Most of the landscape we think of as natural, has instead been shaped by human intervention. Even things like bluebell forests only exist because Neolithic people cultivated them as they made a glue from their bulbs to attach arrow heads to their wooden shafts. Things being as they were, and are, a lost of these changes were created through conflict, conquest and ownership, the need to cultivate to create food for a population which became an asset too protect, fight over and take by force. Eventually, some people were successful enough and killed enough other people to make everyone else work for them - so much so that they could create land as they wanted it simply to be enjoyed, usually behind a wall to keep the rest of us out of it. We talked about ‘taming’ the wild, about making it work for us, to conquer it - we killed native people and wild animals to make it serve us better, and we destroyed vast parts of it simply to satisfy the material wants of the few. 

It may seem a huge leap to connect colonialism with the mowing of grass, but the status of mown grass is all about control. If you can control a patch of land and keep it how you want it, going against its nature to be longer, set seed and to be full of other plants, then that’s a power you have in some way earned, or you can convince yourself you’ve earned - or you ‘they’ can convince yourself you’ve earned. To suggest that we very occasionally let back in some of the natural world, is clearly an affront to a that sense of control, and perhaps that’s why it gets so many people a bit hot under the collar. 

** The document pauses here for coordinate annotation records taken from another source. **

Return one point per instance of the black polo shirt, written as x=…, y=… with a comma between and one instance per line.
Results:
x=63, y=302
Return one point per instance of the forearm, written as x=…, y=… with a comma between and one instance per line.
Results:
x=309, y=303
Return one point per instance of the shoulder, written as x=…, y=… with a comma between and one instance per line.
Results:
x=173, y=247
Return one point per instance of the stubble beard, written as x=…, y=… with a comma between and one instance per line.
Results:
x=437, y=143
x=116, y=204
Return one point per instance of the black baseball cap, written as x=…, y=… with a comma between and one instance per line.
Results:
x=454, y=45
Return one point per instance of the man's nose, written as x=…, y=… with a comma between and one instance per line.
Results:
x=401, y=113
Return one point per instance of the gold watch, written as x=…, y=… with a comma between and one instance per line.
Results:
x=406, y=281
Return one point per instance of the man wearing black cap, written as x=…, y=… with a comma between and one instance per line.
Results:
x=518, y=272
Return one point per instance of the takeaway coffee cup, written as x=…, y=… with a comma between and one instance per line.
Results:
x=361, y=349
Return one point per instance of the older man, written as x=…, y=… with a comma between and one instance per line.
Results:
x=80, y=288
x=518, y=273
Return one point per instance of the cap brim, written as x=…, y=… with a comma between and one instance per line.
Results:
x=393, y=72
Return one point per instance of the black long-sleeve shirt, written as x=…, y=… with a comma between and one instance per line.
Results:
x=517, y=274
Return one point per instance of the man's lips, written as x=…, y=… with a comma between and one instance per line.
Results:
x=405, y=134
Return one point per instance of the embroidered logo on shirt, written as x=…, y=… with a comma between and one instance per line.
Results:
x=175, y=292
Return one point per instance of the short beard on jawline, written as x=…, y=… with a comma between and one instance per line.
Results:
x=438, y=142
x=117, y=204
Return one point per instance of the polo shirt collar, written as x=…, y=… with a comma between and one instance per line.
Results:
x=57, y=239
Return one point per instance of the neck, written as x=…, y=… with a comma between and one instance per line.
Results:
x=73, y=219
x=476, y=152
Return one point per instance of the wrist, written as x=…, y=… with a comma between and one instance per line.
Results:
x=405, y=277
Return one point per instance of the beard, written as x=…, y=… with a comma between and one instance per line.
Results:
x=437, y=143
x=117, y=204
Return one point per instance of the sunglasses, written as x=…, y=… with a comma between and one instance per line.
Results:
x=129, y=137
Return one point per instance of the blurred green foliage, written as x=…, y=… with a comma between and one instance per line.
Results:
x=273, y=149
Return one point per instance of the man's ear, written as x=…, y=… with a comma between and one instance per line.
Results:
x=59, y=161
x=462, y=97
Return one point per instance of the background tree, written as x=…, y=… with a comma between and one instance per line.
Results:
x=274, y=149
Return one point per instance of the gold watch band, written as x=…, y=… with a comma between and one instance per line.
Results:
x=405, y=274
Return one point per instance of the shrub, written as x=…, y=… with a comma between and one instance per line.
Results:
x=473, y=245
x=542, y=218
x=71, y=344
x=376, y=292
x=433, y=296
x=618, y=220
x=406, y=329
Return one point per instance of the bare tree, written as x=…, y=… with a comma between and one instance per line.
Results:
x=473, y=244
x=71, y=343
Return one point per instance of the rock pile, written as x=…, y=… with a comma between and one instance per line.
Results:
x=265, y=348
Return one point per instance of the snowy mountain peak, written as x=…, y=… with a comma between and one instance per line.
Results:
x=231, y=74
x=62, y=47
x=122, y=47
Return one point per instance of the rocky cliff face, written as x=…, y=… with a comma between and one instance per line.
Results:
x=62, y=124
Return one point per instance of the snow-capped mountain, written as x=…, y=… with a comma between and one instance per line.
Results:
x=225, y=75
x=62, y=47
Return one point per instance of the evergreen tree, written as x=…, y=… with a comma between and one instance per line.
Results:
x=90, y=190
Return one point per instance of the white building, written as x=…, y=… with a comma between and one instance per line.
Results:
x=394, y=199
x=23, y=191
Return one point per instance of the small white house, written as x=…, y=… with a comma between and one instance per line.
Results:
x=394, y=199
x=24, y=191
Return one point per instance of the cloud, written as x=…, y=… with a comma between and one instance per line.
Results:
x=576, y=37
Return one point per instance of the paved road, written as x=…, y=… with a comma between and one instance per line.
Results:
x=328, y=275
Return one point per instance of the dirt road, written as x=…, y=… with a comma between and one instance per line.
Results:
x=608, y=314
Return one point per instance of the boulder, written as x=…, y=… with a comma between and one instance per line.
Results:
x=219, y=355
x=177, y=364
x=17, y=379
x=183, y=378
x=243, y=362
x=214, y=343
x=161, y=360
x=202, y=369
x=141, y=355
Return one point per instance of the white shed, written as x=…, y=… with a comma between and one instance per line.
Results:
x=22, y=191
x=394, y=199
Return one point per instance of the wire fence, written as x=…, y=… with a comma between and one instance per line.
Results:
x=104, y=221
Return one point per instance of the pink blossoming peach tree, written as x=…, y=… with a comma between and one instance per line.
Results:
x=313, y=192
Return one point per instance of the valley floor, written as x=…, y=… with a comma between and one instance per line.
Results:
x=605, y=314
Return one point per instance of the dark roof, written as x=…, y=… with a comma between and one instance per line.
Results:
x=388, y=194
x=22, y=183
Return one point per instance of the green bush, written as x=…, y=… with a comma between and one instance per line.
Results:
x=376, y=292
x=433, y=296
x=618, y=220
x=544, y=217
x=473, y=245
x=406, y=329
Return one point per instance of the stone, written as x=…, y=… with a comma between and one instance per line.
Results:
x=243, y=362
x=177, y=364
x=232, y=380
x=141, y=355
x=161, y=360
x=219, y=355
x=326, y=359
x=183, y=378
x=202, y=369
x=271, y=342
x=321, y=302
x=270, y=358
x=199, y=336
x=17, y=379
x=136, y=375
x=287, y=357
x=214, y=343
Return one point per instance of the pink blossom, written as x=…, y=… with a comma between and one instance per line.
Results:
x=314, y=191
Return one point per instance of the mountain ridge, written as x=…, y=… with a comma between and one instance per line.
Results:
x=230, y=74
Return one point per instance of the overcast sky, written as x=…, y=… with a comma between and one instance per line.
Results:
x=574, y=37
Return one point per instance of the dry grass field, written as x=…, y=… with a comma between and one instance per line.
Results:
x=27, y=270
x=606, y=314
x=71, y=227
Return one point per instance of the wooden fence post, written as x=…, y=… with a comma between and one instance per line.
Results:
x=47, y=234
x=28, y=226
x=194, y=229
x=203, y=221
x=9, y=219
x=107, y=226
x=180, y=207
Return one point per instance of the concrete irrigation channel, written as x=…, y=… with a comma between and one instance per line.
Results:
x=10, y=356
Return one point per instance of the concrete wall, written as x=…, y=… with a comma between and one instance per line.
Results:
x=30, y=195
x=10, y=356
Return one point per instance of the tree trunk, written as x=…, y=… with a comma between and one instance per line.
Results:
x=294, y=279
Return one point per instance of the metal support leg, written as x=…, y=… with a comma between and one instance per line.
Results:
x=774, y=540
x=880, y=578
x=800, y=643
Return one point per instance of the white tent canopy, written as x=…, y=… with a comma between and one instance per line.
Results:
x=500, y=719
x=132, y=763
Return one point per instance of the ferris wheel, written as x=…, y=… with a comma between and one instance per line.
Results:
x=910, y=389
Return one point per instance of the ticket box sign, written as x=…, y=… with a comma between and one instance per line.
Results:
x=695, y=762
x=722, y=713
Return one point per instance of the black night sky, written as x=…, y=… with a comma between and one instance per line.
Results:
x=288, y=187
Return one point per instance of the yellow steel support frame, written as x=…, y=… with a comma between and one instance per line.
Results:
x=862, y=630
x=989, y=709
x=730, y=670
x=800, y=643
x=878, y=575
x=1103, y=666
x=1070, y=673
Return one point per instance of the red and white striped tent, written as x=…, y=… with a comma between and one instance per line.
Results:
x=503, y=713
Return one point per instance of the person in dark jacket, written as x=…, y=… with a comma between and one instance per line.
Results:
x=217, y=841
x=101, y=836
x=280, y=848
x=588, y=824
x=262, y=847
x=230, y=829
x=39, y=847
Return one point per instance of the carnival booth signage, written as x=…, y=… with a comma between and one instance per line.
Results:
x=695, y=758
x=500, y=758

Honestly, I could write about this for pages, but I realise you’re busy and maybe not as interested in grass as I am. I would like you to perhaps take a moment to consider why you have a reaction to the idea of not always mowing the grass you have, and interrogate it a bit. Maybe have a look at what an actual meadow looks like, and think about the ones I used to walk through as a teenager. When I did, I could count over a dozen different grasses and flower during the high summer, and as for the butterflies! Its the one thing I call upon when trying to explain to people younger than me what we’ve lost  - when I used to walk through the meadows back home, there were moments where you had to stand still, because the clouds of butterflies around you at high Summer took your breath away. 

You don’t see that now, in the twenty years since that’s mostly gone. And stinging nettles, one of the best food sources for caterpillars, are all part of bringing that back - if we learn to look at the world just a little bit differently.